Earth's crammed with heaven,
And every common bush afire with God;
And only he who sees takes off his shoes;
The rest sit round it and pluck blackberries.

Elizabeth Browning



Tuesday, November 8, 2011

Living with purpose

The emails today were not encouraging.  Seems the economy in Oregon is not improving, and so the state budget is once again going to get cut, which means that my mental health clinic will have even less funding to work with.  It feels like we are already trying to do way too much with way too little.

It is in times like this that I wonder,  "why am I doing this?"  Is this really how I want to spend my final years of employment?  Could this possibly be what God has in mind for me and my life?  If so I have a few choice words for God....

I went to a walk, and tried to have compassion on myself, and then I picked up Barbara Taylor Brown.  Lucky me, the chapter I came to was one on vocation.  God works in mysterious ways.  

Taylor talks about her own struggle to find her calling, and tells of time, while in graduate school, on a night when her "heart was open to hearing from God" she heard God clearly speak.  "Do anything that pleases you."  She that she was hearing things.  "What kind of an answer is that?"  But the voice in her head persisted.  "Do anything that pleases you, AND belong to me."
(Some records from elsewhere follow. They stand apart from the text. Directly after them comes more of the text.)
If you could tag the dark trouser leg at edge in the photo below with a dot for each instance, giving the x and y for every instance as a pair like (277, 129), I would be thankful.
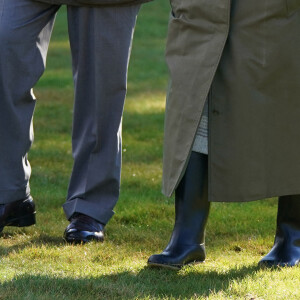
(191, 212)
(286, 249)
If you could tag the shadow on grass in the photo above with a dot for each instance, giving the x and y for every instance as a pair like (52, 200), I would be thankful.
(148, 283)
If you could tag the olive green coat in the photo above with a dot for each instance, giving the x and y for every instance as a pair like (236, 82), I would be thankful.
(94, 2)
(244, 55)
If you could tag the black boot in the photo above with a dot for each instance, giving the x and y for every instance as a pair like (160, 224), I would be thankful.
(286, 249)
(191, 213)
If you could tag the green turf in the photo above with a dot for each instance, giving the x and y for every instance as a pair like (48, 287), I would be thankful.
(37, 264)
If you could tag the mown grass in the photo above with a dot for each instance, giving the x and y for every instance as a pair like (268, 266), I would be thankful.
(37, 264)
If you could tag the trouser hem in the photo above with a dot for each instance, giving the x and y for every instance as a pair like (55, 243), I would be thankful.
(90, 209)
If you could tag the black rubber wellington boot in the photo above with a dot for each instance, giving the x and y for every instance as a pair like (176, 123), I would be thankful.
(191, 212)
(286, 249)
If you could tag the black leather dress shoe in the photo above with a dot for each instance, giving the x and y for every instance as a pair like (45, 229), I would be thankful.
(176, 257)
(83, 229)
(19, 213)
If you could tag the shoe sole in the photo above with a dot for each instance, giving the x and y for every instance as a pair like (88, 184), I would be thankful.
(82, 237)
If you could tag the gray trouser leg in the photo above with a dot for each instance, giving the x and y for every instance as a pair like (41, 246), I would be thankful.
(101, 41)
(25, 29)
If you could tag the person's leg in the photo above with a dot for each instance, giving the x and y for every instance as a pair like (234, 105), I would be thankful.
(286, 249)
(100, 42)
(191, 212)
(25, 29)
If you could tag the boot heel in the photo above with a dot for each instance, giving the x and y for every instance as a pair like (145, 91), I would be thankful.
(24, 221)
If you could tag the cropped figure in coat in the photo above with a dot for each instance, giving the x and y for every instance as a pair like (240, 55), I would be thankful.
(100, 33)
(232, 119)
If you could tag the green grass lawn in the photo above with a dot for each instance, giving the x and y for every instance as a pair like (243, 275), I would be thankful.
(37, 264)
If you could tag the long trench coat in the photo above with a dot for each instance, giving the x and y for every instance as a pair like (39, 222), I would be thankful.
(94, 2)
(244, 56)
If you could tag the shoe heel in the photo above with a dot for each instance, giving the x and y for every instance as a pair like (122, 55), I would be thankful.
(24, 221)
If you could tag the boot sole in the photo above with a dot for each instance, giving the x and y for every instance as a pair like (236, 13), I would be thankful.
(23, 221)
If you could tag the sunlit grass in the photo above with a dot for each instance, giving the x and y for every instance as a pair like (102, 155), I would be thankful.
(37, 264)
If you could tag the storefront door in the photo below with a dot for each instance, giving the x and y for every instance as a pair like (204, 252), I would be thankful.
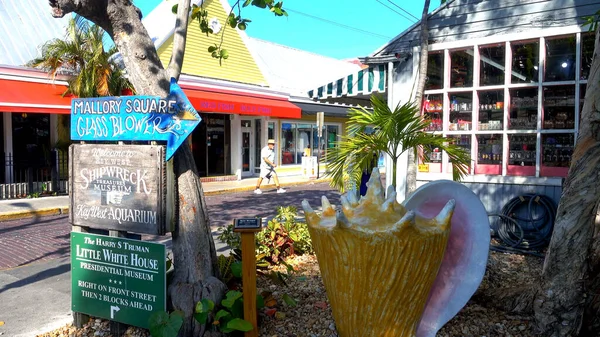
(247, 149)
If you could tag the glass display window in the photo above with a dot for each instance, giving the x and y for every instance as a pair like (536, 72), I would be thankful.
(557, 149)
(491, 110)
(559, 107)
(463, 141)
(560, 59)
(582, 92)
(523, 109)
(431, 160)
(489, 154)
(521, 154)
(492, 65)
(525, 62)
(461, 68)
(288, 143)
(587, 54)
(461, 112)
(433, 112)
(435, 71)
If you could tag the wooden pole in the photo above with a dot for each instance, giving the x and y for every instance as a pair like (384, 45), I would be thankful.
(249, 281)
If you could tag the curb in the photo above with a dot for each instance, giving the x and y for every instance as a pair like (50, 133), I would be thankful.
(252, 187)
(33, 213)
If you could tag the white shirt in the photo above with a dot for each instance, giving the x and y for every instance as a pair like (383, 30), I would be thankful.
(266, 152)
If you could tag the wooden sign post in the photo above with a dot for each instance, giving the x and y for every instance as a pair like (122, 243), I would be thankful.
(247, 228)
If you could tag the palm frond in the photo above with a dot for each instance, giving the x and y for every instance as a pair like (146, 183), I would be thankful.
(394, 132)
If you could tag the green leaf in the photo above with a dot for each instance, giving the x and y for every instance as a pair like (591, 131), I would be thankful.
(289, 301)
(239, 325)
(259, 3)
(221, 314)
(164, 325)
(231, 20)
(230, 299)
(236, 269)
(201, 317)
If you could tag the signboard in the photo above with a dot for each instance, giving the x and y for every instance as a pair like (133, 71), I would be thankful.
(139, 118)
(118, 279)
(423, 167)
(247, 223)
(119, 187)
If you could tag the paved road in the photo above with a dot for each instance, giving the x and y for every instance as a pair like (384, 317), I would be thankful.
(35, 275)
(27, 241)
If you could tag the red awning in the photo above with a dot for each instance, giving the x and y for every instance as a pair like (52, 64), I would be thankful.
(33, 97)
(214, 100)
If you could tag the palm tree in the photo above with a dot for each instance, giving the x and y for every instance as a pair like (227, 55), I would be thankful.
(82, 54)
(393, 132)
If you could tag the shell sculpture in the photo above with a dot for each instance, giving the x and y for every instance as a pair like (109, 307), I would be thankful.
(379, 261)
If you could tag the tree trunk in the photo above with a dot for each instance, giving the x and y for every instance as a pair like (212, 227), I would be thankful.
(411, 171)
(193, 247)
(559, 304)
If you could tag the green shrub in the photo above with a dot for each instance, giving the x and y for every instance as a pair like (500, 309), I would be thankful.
(282, 237)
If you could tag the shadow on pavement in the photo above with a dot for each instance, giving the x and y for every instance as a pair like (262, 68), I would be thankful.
(40, 276)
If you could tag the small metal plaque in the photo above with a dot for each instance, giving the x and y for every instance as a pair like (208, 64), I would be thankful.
(253, 224)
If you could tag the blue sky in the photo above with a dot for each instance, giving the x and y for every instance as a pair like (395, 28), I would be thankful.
(335, 28)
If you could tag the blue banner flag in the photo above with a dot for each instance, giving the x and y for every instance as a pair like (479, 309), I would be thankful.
(135, 118)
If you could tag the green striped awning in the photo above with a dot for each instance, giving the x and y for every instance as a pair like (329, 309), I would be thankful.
(363, 82)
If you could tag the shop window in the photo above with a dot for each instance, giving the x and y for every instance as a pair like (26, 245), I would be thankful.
(557, 150)
(560, 59)
(300, 140)
(288, 143)
(489, 154)
(433, 112)
(332, 135)
(257, 144)
(463, 141)
(521, 154)
(31, 142)
(523, 109)
(461, 71)
(525, 62)
(491, 110)
(492, 65)
(431, 160)
(559, 107)
(582, 92)
(587, 53)
(461, 112)
(435, 71)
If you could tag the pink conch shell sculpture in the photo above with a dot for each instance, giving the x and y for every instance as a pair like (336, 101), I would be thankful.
(466, 254)
(393, 269)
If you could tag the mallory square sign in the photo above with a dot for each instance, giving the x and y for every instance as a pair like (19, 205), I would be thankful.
(118, 279)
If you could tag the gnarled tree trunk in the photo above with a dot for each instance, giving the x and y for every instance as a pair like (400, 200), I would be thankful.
(193, 246)
(560, 301)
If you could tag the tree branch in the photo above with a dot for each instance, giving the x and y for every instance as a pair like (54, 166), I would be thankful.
(179, 39)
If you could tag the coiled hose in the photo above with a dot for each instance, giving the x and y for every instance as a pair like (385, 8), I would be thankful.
(525, 223)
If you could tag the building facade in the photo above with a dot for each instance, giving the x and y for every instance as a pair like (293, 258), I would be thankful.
(506, 80)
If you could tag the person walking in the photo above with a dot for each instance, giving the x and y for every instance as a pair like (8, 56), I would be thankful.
(267, 167)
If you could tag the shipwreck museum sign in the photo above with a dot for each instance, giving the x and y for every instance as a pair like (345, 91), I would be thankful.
(118, 187)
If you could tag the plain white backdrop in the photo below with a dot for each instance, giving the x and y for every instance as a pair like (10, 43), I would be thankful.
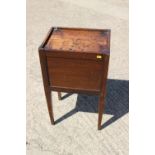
(13, 77)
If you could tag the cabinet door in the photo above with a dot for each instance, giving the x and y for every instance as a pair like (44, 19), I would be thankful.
(75, 73)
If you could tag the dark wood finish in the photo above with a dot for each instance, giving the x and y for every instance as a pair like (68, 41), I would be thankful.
(76, 61)
(43, 63)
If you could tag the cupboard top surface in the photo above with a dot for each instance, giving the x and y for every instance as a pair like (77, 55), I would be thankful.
(78, 40)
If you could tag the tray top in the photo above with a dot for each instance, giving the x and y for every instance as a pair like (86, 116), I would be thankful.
(78, 40)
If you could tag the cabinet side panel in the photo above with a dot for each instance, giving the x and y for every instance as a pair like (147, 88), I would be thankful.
(75, 73)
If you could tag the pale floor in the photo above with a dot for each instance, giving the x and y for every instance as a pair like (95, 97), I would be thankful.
(76, 133)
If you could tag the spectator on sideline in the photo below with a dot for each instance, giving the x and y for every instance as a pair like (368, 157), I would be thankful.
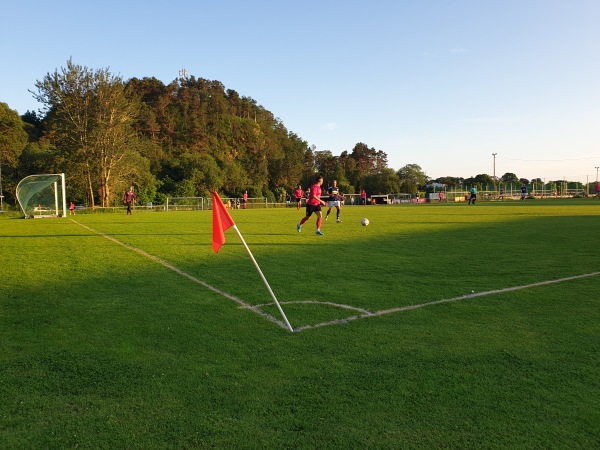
(523, 192)
(298, 193)
(313, 205)
(334, 201)
(473, 196)
(129, 199)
That's pretty cool actually.  It reflects the fact that it is not what we do, as much as how we do it.  If we do it as God's child, as one loved and forgiven by God.  If we do it in gratitude for what God has done for us...  Then out work, whatever it is, has meaning.  So often we are so busy looking for meaning for jobs that we fail to find meaning in our jobs.  In what we do, day in and day out.
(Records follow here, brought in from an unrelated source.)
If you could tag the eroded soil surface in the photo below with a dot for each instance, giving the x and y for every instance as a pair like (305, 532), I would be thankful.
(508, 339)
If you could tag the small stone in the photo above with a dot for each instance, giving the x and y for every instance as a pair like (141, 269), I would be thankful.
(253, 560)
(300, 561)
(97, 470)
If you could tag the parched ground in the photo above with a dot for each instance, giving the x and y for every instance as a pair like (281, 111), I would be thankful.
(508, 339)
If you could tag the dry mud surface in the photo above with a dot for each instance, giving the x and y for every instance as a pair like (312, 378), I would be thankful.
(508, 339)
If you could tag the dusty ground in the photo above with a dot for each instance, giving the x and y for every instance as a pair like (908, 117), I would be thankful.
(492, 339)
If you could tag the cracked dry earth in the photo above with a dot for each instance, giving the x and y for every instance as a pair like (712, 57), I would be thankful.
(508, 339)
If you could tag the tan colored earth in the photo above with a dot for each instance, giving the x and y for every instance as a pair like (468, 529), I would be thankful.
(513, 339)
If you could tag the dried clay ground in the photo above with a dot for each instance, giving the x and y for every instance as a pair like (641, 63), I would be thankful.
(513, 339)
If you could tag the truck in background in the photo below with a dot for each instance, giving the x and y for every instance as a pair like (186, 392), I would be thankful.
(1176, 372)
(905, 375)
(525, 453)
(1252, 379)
How do I find meaning in fighting budget cuts, doing administrating tasks, driving up and down the freeway, going to meetings.  How do I get beyond just "doing" my job and make my job a matter of living with purpose?

It is by being God's person in each moment.  By being what Taylor calls "fully human."  She defines that this way.  "To become fully human means learning to turn my  gratitude for being alive into some concrete common good.  It means growing gentler toward human weakness.  I means practicing  forgiveness of my and everyone else's hourly failures.... It means learning to forget myself on a regular basis to attend to the others selves in my vicinity."  
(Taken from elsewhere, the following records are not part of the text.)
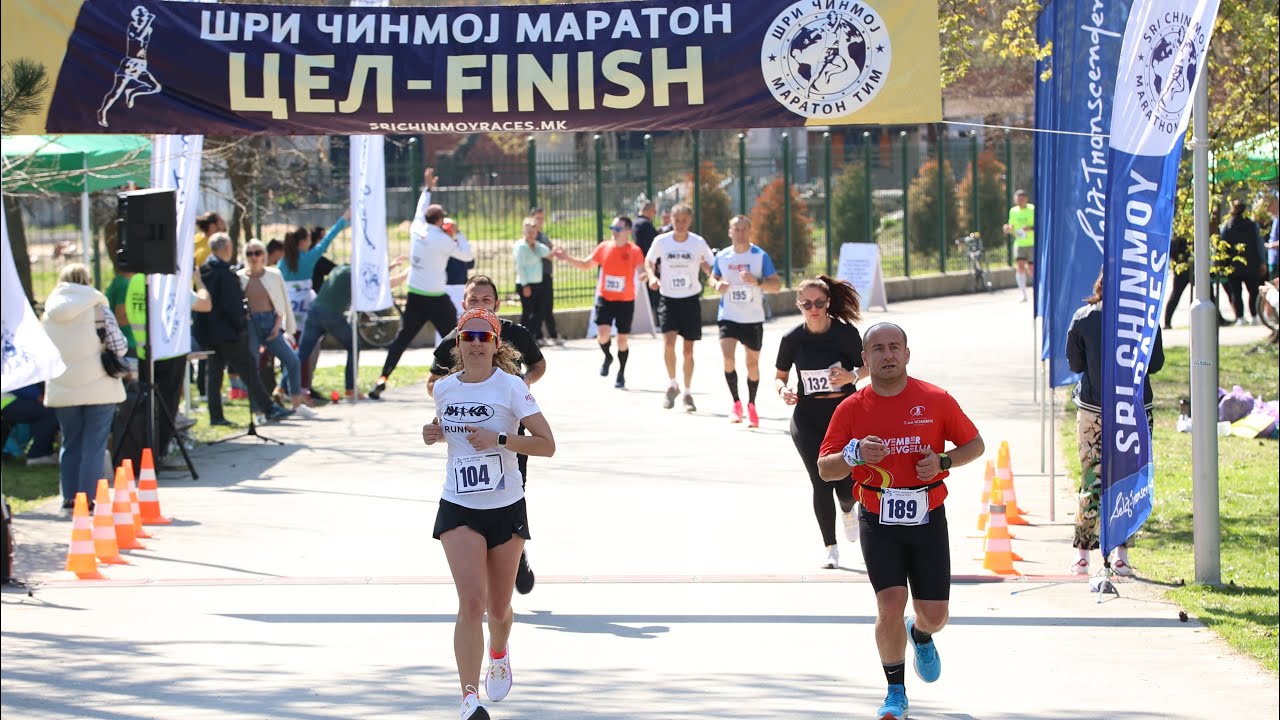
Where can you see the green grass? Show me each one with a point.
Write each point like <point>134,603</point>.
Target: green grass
<point>1244,610</point>
<point>28,487</point>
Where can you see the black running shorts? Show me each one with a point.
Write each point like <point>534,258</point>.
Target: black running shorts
<point>750,335</point>
<point>497,525</point>
<point>897,555</point>
<point>682,315</point>
<point>615,311</point>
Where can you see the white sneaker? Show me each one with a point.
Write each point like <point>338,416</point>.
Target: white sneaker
<point>497,680</point>
<point>850,520</point>
<point>471,707</point>
<point>832,559</point>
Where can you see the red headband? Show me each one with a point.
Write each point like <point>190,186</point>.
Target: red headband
<point>487,315</point>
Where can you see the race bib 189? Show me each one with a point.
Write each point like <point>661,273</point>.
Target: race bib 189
<point>476,473</point>
<point>904,506</point>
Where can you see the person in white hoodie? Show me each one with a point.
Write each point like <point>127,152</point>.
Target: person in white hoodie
<point>270,319</point>
<point>85,397</point>
<point>428,277</point>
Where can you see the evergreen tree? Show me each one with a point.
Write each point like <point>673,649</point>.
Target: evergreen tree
<point>849,206</point>
<point>768,227</point>
<point>926,205</point>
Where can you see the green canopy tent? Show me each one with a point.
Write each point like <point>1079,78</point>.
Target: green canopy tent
<point>1251,160</point>
<point>76,163</point>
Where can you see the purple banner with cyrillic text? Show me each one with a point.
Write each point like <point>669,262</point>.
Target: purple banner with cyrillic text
<point>159,67</point>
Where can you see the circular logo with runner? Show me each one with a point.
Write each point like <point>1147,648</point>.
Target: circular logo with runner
<point>1171,55</point>
<point>826,62</point>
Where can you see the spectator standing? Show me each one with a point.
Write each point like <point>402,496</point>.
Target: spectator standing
<point>224,332</point>
<point>545,294</point>
<point>85,396</point>
<point>529,254</point>
<point>1246,268</point>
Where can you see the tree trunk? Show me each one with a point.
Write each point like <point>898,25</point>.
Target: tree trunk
<point>18,244</point>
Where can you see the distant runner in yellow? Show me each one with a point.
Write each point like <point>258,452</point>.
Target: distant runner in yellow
<point>1022,226</point>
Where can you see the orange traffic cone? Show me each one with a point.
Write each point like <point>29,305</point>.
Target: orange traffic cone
<point>80,555</point>
<point>999,556</point>
<point>149,492</point>
<point>1005,472</point>
<point>986,495</point>
<point>133,501</point>
<point>104,528</point>
<point>123,513</point>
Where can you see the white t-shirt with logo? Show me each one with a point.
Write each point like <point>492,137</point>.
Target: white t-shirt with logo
<point>743,302</point>
<point>680,263</point>
<point>490,478</point>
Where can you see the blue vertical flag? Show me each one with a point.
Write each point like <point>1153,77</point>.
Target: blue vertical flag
<point>1072,162</point>
<point>1164,57</point>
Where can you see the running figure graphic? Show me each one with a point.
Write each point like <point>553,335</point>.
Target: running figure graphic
<point>132,78</point>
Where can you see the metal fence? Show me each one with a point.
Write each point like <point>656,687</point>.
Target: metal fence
<point>583,190</point>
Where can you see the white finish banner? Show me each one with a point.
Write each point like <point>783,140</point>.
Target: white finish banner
<point>30,356</point>
<point>370,277</point>
<point>176,165</point>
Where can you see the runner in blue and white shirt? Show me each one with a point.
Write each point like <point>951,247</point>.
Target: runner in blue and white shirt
<point>743,273</point>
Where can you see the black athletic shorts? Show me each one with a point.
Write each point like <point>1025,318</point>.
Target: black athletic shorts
<point>900,554</point>
<point>497,525</point>
<point>682,315</point>
<point>750,335</point>
<point>609,311</point>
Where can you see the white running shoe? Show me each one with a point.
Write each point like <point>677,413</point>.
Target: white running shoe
<point>832,559</point>
<point>850,525</point>
<point>471,707</point>
<point>497,679</point>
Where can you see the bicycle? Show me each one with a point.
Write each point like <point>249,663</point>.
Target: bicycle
<point>972,244</point>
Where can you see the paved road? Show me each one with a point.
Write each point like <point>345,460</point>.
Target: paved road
<point>677,573</point>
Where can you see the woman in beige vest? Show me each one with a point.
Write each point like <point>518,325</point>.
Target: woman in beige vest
<point>85,397</point>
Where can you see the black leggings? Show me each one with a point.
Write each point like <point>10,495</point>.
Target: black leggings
<point>808,427</point>
<point>420,309</point>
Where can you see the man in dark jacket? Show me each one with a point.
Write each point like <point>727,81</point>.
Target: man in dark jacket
<point>223,331</point>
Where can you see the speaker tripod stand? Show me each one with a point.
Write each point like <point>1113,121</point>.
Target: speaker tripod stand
<point>147,397</point>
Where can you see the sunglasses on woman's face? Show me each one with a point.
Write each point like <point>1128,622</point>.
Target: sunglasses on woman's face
<point>478,336</point>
This past weekend I was telling some friends that I get so wrapped up in "doing my job" that I fail to be present to others and feel somewhat like a ghost, floating through the halls of the clinic.  Taylor talks about this too, and says that we can become so intent on our work, and on trying to do Gods work that we actually disengage from our situations, from the people around us, even from our unhappiness, and become "like ghosts going through the motions of the people they once were but no longer wish to be."

Ouch.  I want to combat the ghostliness.  I want to be "fully human" and do what I do as one engaged.  As one who dares to be engaged because I am a child of God, love and forgiven.